CEHALET, TÜRKİYE’Yİ KAYBOLMA ANAFORUNA DOĞRU İTİYOR
Ümitsiz değilim. Bizimki yalnızca bir durum tesbiti. Hipnotik aletlerle çok zararlı ‘bağımlılıklarla’ başı dertte olan bir toplumu konuşuyoruz. Beş yüz kelimelik bir makaleden alabileceği bir bilgiyi üç beş saat boyunca sosyal medya ve ekranlarda arayan ve neticede hem hafızası hem muhakeme ve aklı iflâs eden milyonların yaşadığı bir cemiyetteki dehşetli ‘cehalet’ hastalığından bahsediyoruz. Medyanın, siyasetin ve ekonomi sihirbazlarının telkinleriyle fikir ve bilgisi olmadığı meselelerde saatlerce çene çalabilenlerin çoğunluğu elde ettiği bir diyardaki cehaletin bizim için nasıl öldürücü bir hal aldığını artık konuşmamız lâzım değil mi?

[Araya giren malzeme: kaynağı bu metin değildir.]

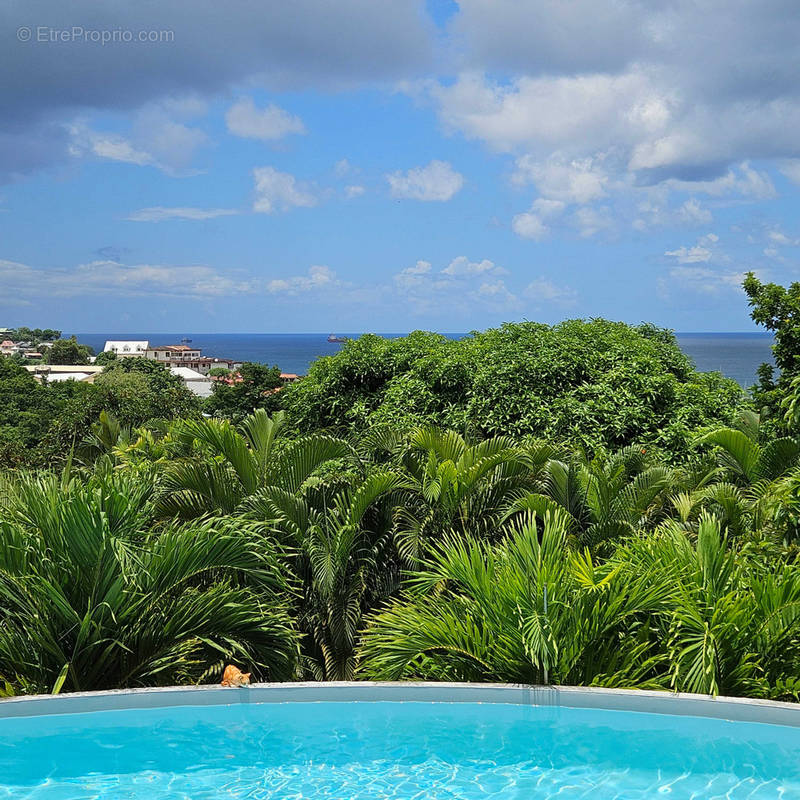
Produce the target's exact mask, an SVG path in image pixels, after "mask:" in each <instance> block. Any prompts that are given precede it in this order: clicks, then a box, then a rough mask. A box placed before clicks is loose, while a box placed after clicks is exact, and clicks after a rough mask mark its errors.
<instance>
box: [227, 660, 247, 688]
mask: <svg viewBox="0 0 800 800" xmlns="http://www.w3.org/2000/svg"><path fill="white" fill-rule="evenodd" d="M222 685H223V686H249V685H250V673H249V672H242V671H241V670H240V669H239V667H234V666H233V664H228V666H227V667H225V673H224V675H223V676H222Z"/></svg>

Önce teşhis... Hastalığımızı öğrenmemiz lâzım. Sonra ilâçlarımız ve tedavi sürecimiz uzun zaman alacaktır. Belki de uzunca iyileştirme seansları, fakat bir yerden başlamamız gerekiyor. Avrupalı bir siyasetçi piyasaya çıkan sahasıyla ilgili bütün kitapları mutlaka okuyor. Gazetelerdeki uzunca makaleleri inceleyerek tasnif ediyor. Aynı zamanda ticarî ve siyasî ilişkisi olduğu ülkelerle ilgili siyasî yayınları da takip ediyor. Onların uzun süren yemek seansları yoktur. Yıl boyunca üç haftayı asan tatilleri yoktur. Uykuları beş saati geçmez. Çoğunun televizyonla irtibatları da yoktur. Vazifeliler filtre edilmiş bilgi, görüntü ve belgeleri masalarına hazırlarlar. Onları, ellerinde devamlı okuyacakları bir şeyle takip edersiniz. Bize göre belki de okuma delisidirler. Ve sekiz milyonluk bir toplum yetmiş milyonluk bir toplumun imkânlarından daha çok imkâna sahiptirler. Onlar okuyarak düşünmeyi, düşünerek konuşmayı ve konuşarak toplumsal barışa muvaffak olmuşlardır. Çok ilginçtir ki bu prensiplerin hepsini uzun, dolambaçlı ve dolaylı yollardan Kur’ân’dan almışlardır. Toplum düzeyinde bize göre insanlıkları o kadar da tehlikede değildirler. Ya bizde… Milletvekillerimizin ve siyasî parti temsilcilerimizin, günlük okumalarını Avrupalıların haftalık okumalarıyla karşılaştıramazsınız. Okumayan, okumayı sevmeyen idarecilerimizin arkasında yürüyen halimizi varın siz düşünün.